Studio Spotlight: Airlab Mastering

Our Studio Spotlight this month, in association with AllStudios, focuses on the recently-refurbed Airlab facility in Kingston Upon Thames…

The Airlab is a professional audio mastering studio based in South London, owned and run by experienced engineer Jerome Schmitt. 2015 has already seen the studio refitted, refurbished and acoustically fine-tuned, with the help of Munro Acoustics’ Phil Pyatt, so we spoke to Schmitt to find out more about The Airlab, the vision behind it and his plans for the studio.

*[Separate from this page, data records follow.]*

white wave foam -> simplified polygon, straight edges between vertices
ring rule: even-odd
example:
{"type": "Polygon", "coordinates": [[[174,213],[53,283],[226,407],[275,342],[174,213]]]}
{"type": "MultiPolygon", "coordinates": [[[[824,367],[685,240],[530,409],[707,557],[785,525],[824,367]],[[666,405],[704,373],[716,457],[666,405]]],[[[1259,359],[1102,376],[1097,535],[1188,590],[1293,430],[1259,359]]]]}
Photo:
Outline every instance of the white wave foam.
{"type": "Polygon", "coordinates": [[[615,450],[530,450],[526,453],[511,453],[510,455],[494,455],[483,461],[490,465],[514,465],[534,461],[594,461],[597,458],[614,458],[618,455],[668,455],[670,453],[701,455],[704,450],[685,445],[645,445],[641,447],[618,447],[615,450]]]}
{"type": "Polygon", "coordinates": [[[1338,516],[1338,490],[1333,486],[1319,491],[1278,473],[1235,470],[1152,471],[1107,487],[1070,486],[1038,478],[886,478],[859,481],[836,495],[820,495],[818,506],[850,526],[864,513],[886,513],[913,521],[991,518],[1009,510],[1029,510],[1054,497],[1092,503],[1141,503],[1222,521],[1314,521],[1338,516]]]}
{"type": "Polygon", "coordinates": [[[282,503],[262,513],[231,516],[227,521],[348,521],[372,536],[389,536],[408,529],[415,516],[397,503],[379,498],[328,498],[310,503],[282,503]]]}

Schmitt has been a mastering engineer for over 15 years. His clients include Alt-J, Sony PS3, Extreme Music, Ninja Tune, the new Space album mixed by Jon Withnall, and many more. However, he started out in 1993 as lead guitarist and producer in the rock band Corpus Delicti. After producing the band’s three albums and touring the globe, Schmitt moved to Millennium Studio in the South of France to hone his mixing and mastering skills. He also established himself as a writer and producer of soundtracks for TV and film as well as a sound designer for video projects.

In 2001, Schmitt moved to London and spent five years working in a busy post-production facility in Soho, mastering on Sadie as well as sound editing and mixing for broadcast TV and DVD authoring (C4, BBC, Sky). Finally, in 2006, Jerome opened his own mastering studio, The Airlab (formerly Air Mastering) to provide independent artists with an affordable but high-end mastering service.

Equipment highlights include a custom Crookwood mastering console, as well as Prism ADA-8XR converters. Monitoring in the studio is via a PMC IB1S system with a Bryston 4BST amplifier chosen after further testing and taking the size and sound of the room into consideration.

These midfields "were the best match", Jerome explained. “Not only do they sound neutral, they also give a very accurate representation of the whole spectrum. You can hear things that are often hidden in the mix room and, as a standard in mastering houses, they transcribe extremely well."

The facility also features a Maselec MEA-2 mastering equaliser, which is in use 99.9 per cent of the time, a classic Sontec 250 EQ, as well as compressors/dynamics from Maselec, CraneSong, Avalon and Thermionic Culture, which can be inserted “to raise the level with a nice touch before limiting.”

Mastering clients wishing to use The Airlab are welcome to attend sessions in person, or they can use the Online Mastering service, which was quite a new idea when Schmitt first decided to introduce it. “There was definitely some room for a serious online facility to become available to a large, independent scene like ours," he said. "The Airlab offers the same standard you’d get from any big-name mastering studio at a fraction of the price. We work with a lot of independent artists, because they like our personal approach and our sound.”

The Airlab also offer its own Online Mixing service with Jon Withnall on board as mix engineer. With over ten years’ studio experience and a further five years spent as a professional musician, Withnall has developed an impressive client list and worked on many award-winning records that have sold over 30 million units worldwide.

Schmitt continued: “The Online Mixing Studio has been carefully put together around a Neve console with a hand picked collection of boutique outboard compressors, EQs and reverbs; all the best tools to give your recordings shine and separation whilst retaining their punch and bounce. To put it simply, our goal is to offer top-end sound quality to the independent world and to encourage independent artists to use skilled engineers to get their music to a level of sound quality that they might not have thought accessible to them.”